November 5, 2008

LOW HANGING FRUIT:

Iran also ripe for change (Hossein Askari , 11/06/08, Asia Times)

Iran already has one strike called against it - it is on the verge of an economic implosion - and is facing a second and a third strike in rapid succession over the next six months. Indeed, for the first time since the early days of the Iranian revolution in 1979, regime change, more accurately a "velvet" regime change, in Tehran may not be out of the question.
[...]

Iran does not have an efficient tax system and relies heavily on oil revenues to finance its expenditures. It is estimated that oil and gas revenues constituted over 75% of total central government revenues in 2006, with tax and non-tax revenues contributing the balance.

A modern government needs an efficient tax system to provide relatively stable revenues, a mechanism for effecting income distribution and a tool for macroeconomic management. In Iran, only government employees pay their complete income tax bill because the tax is taken out of their paychecks; the private sector does whatever is necessary to minimize its tax obligations and hardly anyone pays capital gains taxes. The absence of an effective progressive income tax and a capital gains tax have in turn been a major determinant of Iran's highly skewed income distribution, a large blot on the record of any revolutionary government.

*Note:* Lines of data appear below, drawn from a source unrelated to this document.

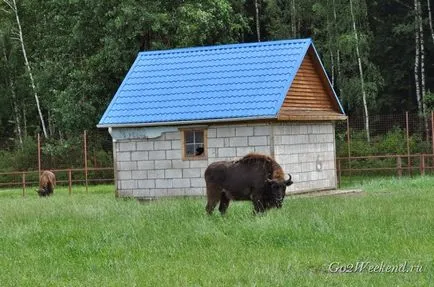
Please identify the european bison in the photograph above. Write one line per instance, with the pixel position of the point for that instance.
(47, 183)
(254, 177)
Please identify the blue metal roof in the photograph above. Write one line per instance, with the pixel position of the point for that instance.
(225, 82)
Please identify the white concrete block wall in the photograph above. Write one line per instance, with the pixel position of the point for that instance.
(154, 167)
(307, 151)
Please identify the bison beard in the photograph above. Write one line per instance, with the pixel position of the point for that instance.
(254, 177)
(47, 183)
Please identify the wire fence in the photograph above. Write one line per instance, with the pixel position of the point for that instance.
(398, 145)
(86, 160)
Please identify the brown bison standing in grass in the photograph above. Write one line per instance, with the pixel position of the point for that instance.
(47, 183)
(254, 177)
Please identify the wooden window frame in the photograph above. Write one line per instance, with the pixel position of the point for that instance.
(204, 155)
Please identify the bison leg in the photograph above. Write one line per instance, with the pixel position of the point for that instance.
(258, 204)
(224, 203)
(213, 194)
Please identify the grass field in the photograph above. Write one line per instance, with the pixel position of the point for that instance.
(96, 240)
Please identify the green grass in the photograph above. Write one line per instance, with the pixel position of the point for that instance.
(94, 239)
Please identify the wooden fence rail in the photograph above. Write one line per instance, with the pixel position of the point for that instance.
(84, 176)
(412, 164)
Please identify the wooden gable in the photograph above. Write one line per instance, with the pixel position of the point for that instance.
(310, 96)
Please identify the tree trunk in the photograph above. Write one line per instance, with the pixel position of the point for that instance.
(362, 81)
(430, 19)
(258, 31)
(417, 58)
(330, 35)
(14, 102)
(293, 20)
(422, 68)
(338, 52)
(13, 5)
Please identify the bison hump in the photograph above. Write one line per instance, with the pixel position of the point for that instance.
(216, 172)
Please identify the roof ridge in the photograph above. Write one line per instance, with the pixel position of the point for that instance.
(225, 46)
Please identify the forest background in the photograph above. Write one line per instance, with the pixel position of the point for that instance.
(62, 61)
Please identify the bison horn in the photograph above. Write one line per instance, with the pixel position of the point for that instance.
(289, 181)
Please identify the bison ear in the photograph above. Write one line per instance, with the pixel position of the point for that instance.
(289, 181)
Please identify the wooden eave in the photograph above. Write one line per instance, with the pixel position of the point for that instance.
(310, 96)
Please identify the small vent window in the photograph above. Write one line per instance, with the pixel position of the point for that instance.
(194, 143)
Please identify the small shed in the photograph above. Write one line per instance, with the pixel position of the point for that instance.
(179, 110)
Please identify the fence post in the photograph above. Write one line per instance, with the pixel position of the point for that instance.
(432, 131)
(39, 158)
(399, 166)
(69, 181)
(408, 143)
(24, 184)
(85, 158)
(422, 164)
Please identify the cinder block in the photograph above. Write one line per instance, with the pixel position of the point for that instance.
(123, 156)
(257, 140)
(191, 172)
(212, 133)
(227, 152)
(163, 145)
(173, 154)
(180, 164)
(127, 165)
(262, 131)
(145, 145)
(139, 174)
(139, 155)
(156, 174)
(197, 182)
(163, 164)
(198, 163)
(173, 136)
(242, 151)
(145, 165)
(124, 175)
(212, 152)
(173, 173)
(224, 132)
(238, 141)
(146, 183)
(128, 184)
(262, 149)
(196, 191)
(243, 131)
(181, 182)
(127, 146)
(157, 155)
(176, 145)
(216, 142)
(163, 183)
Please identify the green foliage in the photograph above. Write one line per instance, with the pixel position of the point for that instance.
(173, 242)
(428, 100)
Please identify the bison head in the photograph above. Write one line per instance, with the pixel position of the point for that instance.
(277, 191)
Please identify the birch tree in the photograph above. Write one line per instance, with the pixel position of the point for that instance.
(13, 6)
(362, 81)
(11, 86)
(417, 57)
(258, 30)
(430, 19)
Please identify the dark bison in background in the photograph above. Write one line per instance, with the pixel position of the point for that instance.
(254, 177)
(47, 183)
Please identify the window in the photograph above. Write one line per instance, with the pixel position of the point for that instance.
(193, 143)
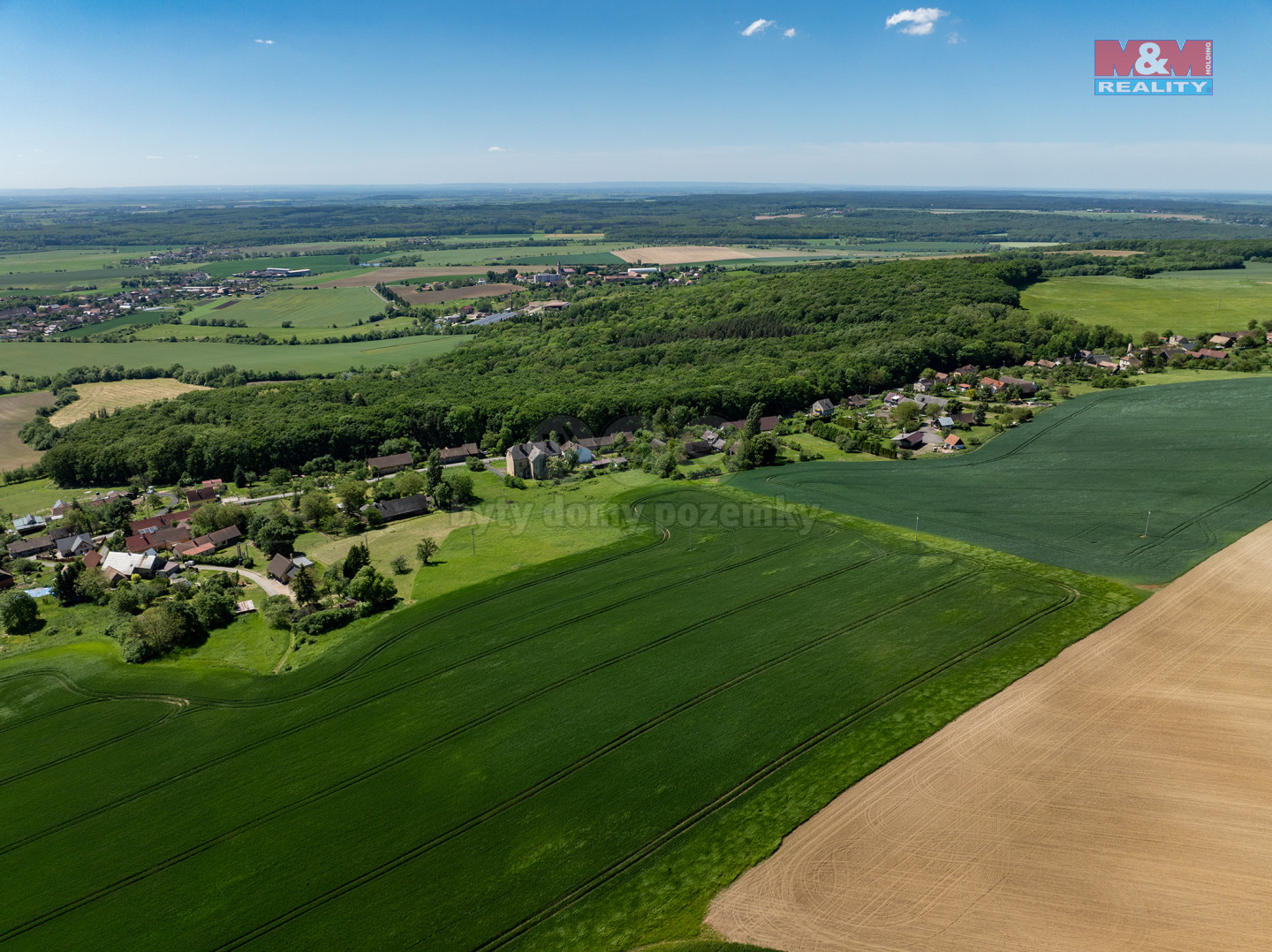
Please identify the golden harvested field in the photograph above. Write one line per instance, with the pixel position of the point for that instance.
(120, 393)
(16, 412)
(390, 275)
(1117, 797)
(415, 295)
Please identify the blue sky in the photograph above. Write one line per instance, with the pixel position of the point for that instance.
(135, 93)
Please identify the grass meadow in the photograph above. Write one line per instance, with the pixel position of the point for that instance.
(572, 757)
(1183, 301)
(57, 269)
(1074, 487)
(51, 359)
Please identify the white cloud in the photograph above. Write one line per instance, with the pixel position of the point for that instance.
(758, 26)
(920, 20)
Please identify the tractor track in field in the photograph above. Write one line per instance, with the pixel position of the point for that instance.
(490, 716)
(758, 777)
(688, 822)
(1199, 521)
(404, 685)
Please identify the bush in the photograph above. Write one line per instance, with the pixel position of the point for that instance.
(277, 610)
(326, 621)
(19, 613)
(213, 608)
(461, 487)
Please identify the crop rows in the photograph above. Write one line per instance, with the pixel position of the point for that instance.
(472, 768)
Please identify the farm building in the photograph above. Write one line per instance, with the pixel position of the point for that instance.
(581, 453)
(202, 494)
(458, 454)
(125, 564)
(529, 460)
(401, 509)
(74, 546)
(284, 569)
(1026, 387)
(26, 548)
(25, 525)
(395, 463)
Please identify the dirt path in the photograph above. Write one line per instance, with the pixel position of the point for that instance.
(269, 585)
(1118, 797)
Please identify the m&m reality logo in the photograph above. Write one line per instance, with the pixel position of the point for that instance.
(1154, 68)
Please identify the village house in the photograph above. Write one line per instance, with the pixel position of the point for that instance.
(204, 494)
(124, 564)
(529, 460)
(25, 525)
(284, 569)
(29, 548)
(1026, 387)
(458, 454)
(74, 546)
(581, 453)
(393, 463)
(401, 509)
(766, 423)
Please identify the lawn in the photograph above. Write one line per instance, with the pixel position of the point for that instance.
(38, 496)
(1074, 487)
(1183, 301)
(572, 757)
(17, 410)
(52, 359)
(118, 393)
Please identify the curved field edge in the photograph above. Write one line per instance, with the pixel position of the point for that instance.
(664, 895)
(667, 902)
(1075, 486)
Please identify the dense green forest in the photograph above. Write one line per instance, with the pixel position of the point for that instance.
(1151, 257)
(711, 219)
(781, 340)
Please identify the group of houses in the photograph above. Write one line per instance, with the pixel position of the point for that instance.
(143, 548)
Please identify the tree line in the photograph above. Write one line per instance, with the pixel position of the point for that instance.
(609, 356)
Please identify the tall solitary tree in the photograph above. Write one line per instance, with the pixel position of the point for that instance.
(425, 549)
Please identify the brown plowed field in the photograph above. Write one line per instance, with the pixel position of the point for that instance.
(1119, 797)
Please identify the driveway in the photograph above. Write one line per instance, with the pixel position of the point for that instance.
(268, 585)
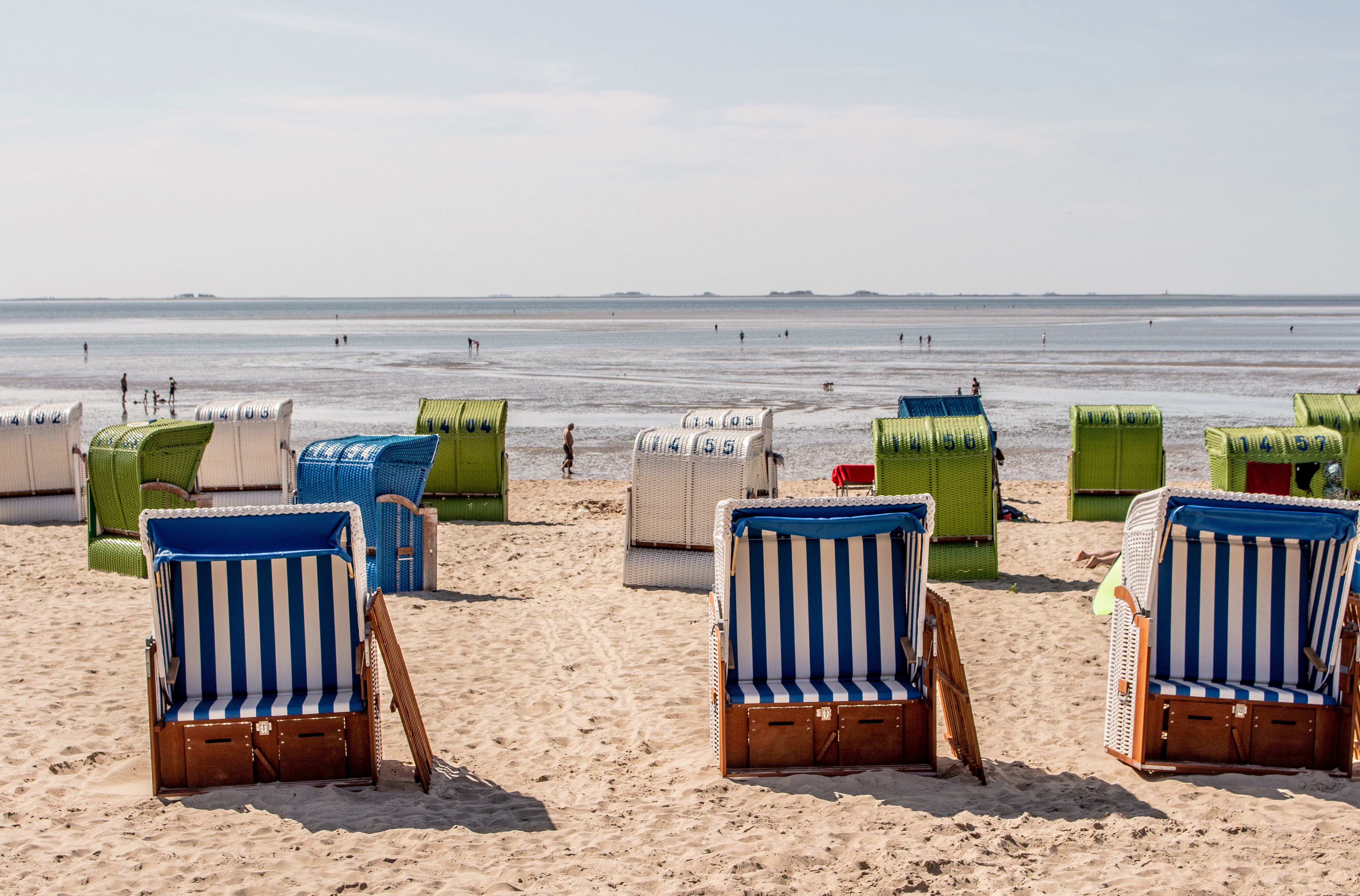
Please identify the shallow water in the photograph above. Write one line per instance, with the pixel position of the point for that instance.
(617, 365)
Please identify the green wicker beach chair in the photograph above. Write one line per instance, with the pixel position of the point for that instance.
(135, 467)
(1116, 455)
(470, 479)
(1272, 460)
(1340, 413)
(951, 460)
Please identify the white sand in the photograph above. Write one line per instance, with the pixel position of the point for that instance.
(570, 724)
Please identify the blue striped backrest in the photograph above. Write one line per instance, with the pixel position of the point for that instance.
(1242, 608)
(808, 608)
(278, 626)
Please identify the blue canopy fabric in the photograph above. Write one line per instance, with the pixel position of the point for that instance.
(1239, 519)
(248, 538)
(830, 523)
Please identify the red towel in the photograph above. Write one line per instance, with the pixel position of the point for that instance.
(852, 475)
(1269, 479)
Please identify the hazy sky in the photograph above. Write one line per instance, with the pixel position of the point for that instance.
(542, 149)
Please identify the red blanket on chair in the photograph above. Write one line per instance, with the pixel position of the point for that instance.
(852, 475)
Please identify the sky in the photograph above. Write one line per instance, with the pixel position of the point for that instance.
(156, 147)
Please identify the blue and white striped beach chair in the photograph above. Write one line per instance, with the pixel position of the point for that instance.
(262, 664)
(826, 642)
(1227, 648)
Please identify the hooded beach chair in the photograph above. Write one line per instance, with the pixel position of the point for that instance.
(1340, 413)
(1233, 646)
(1116, 455)
(827, 650)
(385, 475)
(679, 476)
(250, 462)
(953, 460)
(1272, 460)
(135, 467)
(743, 419)
(262, 664)
(41, 468)
(471, 474)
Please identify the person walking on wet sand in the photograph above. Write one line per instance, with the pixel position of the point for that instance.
(568, 441)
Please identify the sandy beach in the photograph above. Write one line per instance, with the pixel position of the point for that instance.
(569, 720)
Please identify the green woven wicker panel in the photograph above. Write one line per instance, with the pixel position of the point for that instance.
(1117, 446)
(115, 554)
(1231, 448)
(126, 456)
(951, 460)
(475, 509)
(1340, 413)
(473, 444)
(962, 562)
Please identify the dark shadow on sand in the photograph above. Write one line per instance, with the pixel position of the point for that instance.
(457, 799)
(1014, 789)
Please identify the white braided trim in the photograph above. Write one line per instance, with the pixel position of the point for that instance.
(1148, 516)
(723, 529)
(358, 550)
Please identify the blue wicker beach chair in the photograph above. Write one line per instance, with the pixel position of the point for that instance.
(1229, 648)
(385, 475)
(260, 667)
(826, 644)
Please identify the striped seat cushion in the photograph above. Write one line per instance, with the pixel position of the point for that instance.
(821, 619)
(822, 691)
(262, 638)
(255, 706)
(1226, 691)
(1234, 614)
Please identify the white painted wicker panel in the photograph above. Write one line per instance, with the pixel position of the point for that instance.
(659, 567)
(40, 448)
(1124, 664)
(661, 478)
(15, 512)
(248, 446)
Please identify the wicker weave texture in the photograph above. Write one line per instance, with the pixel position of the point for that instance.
(40, 455)
(1114, 448)
(360, 468)
(1340, 413)
(126, 456)
(251, 445)
(1231, 448)
(471, 460)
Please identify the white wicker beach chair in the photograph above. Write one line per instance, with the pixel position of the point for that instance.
(1233, 641)
(679, 476)
(43, 475)
(743, 419)
(826, 645)
(251, 460)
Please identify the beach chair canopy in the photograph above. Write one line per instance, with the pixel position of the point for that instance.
(1340, 413)
(819, 595)
(1272, 460)
(681, 475)
(251, 445)
(1239, 592)
(732, 419)
(945, 407)
(259, 611)
(40, 449)
(128, 456)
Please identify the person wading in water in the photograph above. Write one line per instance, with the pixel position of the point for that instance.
(568, 441)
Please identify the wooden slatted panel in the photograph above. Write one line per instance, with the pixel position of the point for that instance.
(403, 695)
(953, 688)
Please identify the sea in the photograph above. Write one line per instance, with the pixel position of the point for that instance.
(617, 365)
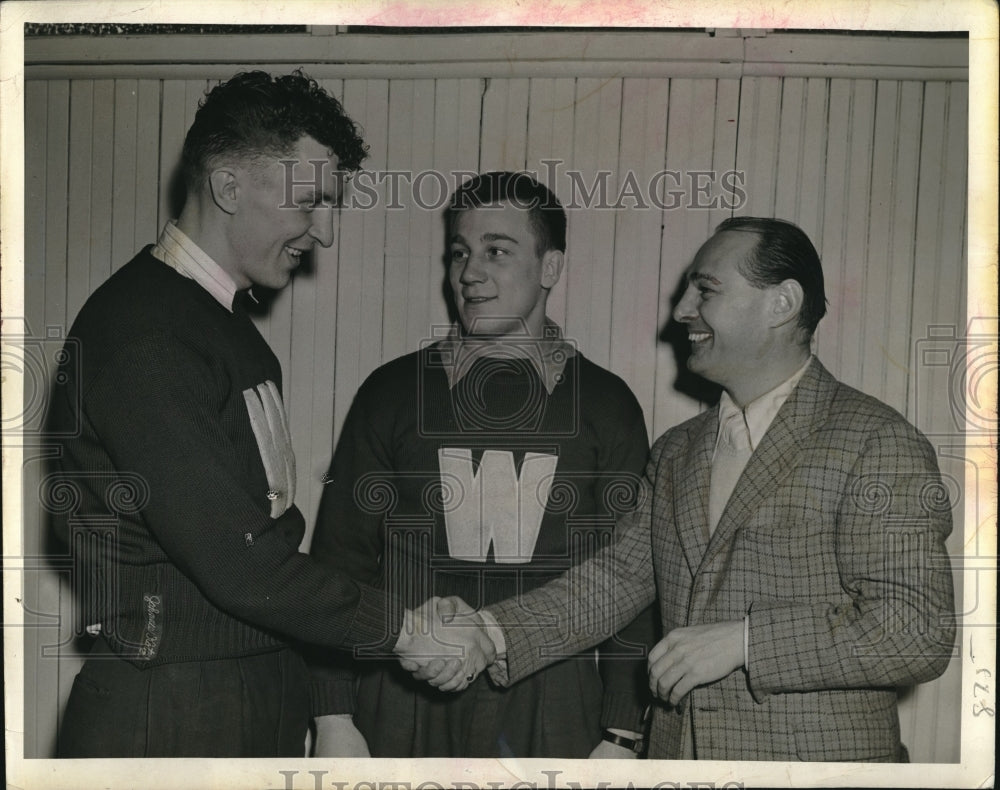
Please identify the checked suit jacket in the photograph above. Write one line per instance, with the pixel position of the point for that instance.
(832, 543)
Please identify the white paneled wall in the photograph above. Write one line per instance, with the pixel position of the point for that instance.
(873, 167)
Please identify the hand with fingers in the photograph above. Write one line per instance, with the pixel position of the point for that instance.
(443, 642)
(693, 656)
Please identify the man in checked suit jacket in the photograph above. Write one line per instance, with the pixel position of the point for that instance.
(825, 584)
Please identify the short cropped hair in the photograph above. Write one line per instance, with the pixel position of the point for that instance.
(783, 252)
(255, 115)
(548, 219)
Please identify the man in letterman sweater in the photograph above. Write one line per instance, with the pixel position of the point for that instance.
(480, 466)
(176, 487)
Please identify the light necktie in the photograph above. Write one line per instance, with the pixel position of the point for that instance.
(731, 456)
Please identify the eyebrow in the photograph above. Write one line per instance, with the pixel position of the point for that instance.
(701, 277)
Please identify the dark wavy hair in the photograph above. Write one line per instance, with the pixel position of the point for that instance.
(783, 252)
(255, 114)
(548, 219)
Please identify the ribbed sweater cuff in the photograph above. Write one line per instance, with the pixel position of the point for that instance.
(378, 619)
(331, 696)
(622, 712)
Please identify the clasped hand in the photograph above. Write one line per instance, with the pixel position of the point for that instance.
(443, 641)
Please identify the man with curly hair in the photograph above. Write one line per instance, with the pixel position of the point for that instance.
(197, 598)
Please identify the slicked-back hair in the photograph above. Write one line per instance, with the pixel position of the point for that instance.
(548, 219)
(783, 252)
(255, 115)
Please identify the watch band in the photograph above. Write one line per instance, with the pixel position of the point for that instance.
(633, 744)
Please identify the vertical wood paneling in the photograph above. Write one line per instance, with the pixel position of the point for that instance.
(424, 269)
(789, 152)
(504, 125)
(312, 311)
(550, 126)
(147, 160)
(40, 704)
(172, 130)
(81, 167)
(123, 196)
(760, 132)
(701, 140)
(596, 138)
(360, 294)
(397, 222)
(456, 150)
(634, 304)
(875, 172)
(811, 176)
(56, 221)
(856, 209)
(102, 182)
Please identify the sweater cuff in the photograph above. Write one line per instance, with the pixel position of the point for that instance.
(331, 696)
(621, 712)
(378, 619)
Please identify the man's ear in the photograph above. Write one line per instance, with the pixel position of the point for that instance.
(552, 263)
(224, 183)
(787, 302)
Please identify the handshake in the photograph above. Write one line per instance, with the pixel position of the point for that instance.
(448, 643)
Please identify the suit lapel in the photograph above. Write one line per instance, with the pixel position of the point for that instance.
(692, 472)
(778, 452)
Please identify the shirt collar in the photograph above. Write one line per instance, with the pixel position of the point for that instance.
(548, 355)
(760, 412)
(176, 249)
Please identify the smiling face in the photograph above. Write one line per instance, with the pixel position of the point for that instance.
(499, 279)
(282, 207)
(730, 322)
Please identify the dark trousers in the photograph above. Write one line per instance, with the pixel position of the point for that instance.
(256, 706)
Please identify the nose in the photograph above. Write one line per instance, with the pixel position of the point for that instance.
(322, 226)
(687, 308)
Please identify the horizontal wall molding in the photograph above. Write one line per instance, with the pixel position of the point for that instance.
(532, 54)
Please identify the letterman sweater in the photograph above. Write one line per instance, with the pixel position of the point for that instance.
(485, 489)
(168, 409)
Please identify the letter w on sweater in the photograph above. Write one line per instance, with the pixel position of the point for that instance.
(493, 505)
(270, 427)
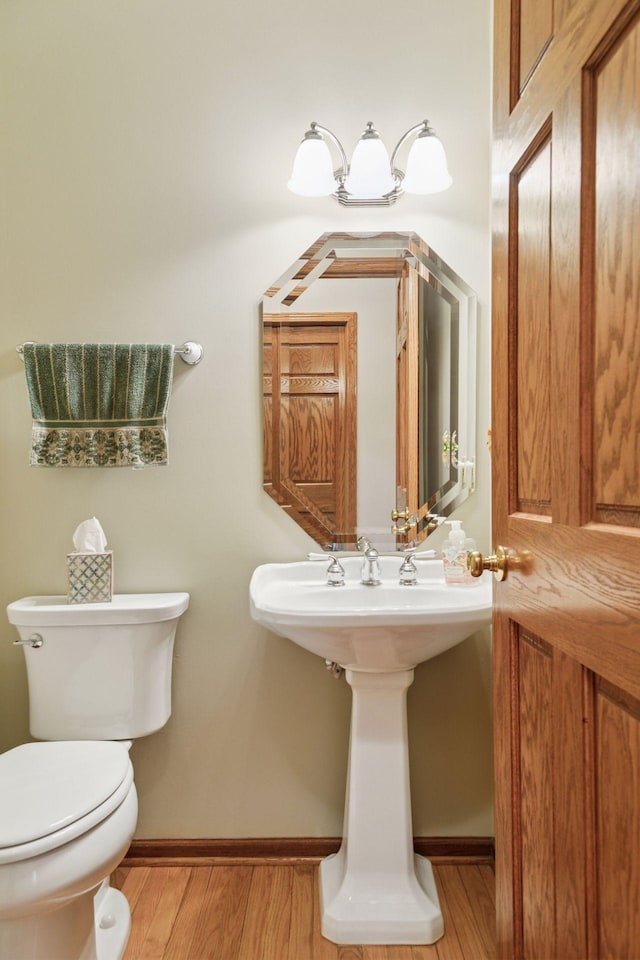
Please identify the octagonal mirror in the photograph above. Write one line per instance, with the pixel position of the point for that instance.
(369, 357)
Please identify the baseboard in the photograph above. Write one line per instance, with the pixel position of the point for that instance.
(262, 850)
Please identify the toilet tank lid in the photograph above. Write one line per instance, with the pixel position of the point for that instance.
(124, 608)
(45, 787)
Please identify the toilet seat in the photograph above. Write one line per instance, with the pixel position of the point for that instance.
(52, 792)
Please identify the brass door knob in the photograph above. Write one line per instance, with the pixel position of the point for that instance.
(477, 564)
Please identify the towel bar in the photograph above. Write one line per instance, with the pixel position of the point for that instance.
(190, 351)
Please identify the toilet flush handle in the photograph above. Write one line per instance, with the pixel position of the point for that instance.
(35, 640)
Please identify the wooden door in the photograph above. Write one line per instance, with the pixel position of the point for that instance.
(566, 477)
(407, 400)
(310, 456)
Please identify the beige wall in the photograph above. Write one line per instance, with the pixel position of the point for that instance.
(147, 144)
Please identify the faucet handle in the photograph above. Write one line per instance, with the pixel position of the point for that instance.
(335, 573)
(408, 572)
(364, 545)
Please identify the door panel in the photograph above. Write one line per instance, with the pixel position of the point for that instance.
(310, 390)
(566, 480)
(533, 235)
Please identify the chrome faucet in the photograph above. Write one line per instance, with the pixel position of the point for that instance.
(370, 574)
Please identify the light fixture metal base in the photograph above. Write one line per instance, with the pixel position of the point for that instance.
(346, 200)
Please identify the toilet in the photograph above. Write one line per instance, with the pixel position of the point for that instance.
(99, 676)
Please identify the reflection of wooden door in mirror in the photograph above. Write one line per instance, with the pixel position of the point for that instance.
(407, 399)
(310, 405)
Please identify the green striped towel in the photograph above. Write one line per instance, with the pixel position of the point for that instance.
(98, 404)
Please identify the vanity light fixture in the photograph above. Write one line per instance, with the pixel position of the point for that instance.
(372, 178)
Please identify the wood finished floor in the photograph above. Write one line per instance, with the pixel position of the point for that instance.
(270, 912)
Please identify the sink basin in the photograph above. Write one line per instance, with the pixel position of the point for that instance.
(382, 628)
(375, 889)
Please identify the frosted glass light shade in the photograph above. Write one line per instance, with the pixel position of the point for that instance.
(312, 174)
(426, 167)
(370, 170)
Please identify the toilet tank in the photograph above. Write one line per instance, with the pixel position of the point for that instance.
(103, 670)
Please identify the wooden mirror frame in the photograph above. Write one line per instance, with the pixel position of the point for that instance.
(309, 390)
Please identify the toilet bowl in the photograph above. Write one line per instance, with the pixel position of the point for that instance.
(68, 807)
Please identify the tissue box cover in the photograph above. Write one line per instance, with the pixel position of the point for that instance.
(90, 577)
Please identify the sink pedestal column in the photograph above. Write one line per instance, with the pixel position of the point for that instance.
(375, 889)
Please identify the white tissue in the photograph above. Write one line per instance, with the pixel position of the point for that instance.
(89, 537)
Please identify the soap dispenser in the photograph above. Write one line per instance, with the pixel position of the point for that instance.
(455, 551)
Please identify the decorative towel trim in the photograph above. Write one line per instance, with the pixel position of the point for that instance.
(98, 405)
(114, 447)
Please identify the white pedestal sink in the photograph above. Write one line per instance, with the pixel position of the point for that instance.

Iran's economic shortfalls have been dramatically exacerbated by widespread and regressive government subsidies, and by administered prices. These were a legacy of the war with Iraq, but the subsidies have been continued for the sake of political expediency. The single largest subsidy, that for gasoline, was in the range of 11-22% of GDP during 1997-2006. Implicit and explicit subsidies typically have accounted for 15-25% of GDP. [....]

The lessons for the regime in Tehran are clear:

1. Immediately develop an economic and financial plan that assumes oil prices of $40 per barrel, with a clear eye and absolute commitment to urgent comprehensive economic and financial reforms. There is no time to waste. Get people who understand supply and demand on this project, not religious and political ideologues.

2. Be prepared to respond to thoughtful "sanction-like policies" that the new US administration might adopt - Iran should at least know its own vulnerabilities even if the US has not recognized them up to now.

3. Elect a president on June 12, 2009, who has little or no baggage, is thoughtful, intelligent and who could appeal to Obama and to the American people.

The regime in Tehran has taken a free ride for the last 20 years. It has put off needed economic reforms. As a result, the average Iranian has become dependent on wasteful subsidies and even then is still barely getting by, while a select few are amassing large fortunes, in the millions of dollars, in the hundreds of millions of dollars and even in the billions of dollars safely abroad.

A confluence of international economic developments and a thoughtful US president would severely test the regime in Tehran. Iran's leaders should keep a low profile, refrain from incendiary rhetoric and instead burn the midnight oil to come up with a viable economic, financial and social plan to face falling oil prices and a new American president.

The lowly forces of supply and demand and a new American president may achieve what the threat of mighty military force and high-profile economic sanctions did not achieve. In the end, Iran may no longer turn out to be the next US president's major foreign policy issue.


The key for a President Obama will be to offer to meet with Ahmedinejad's replacement.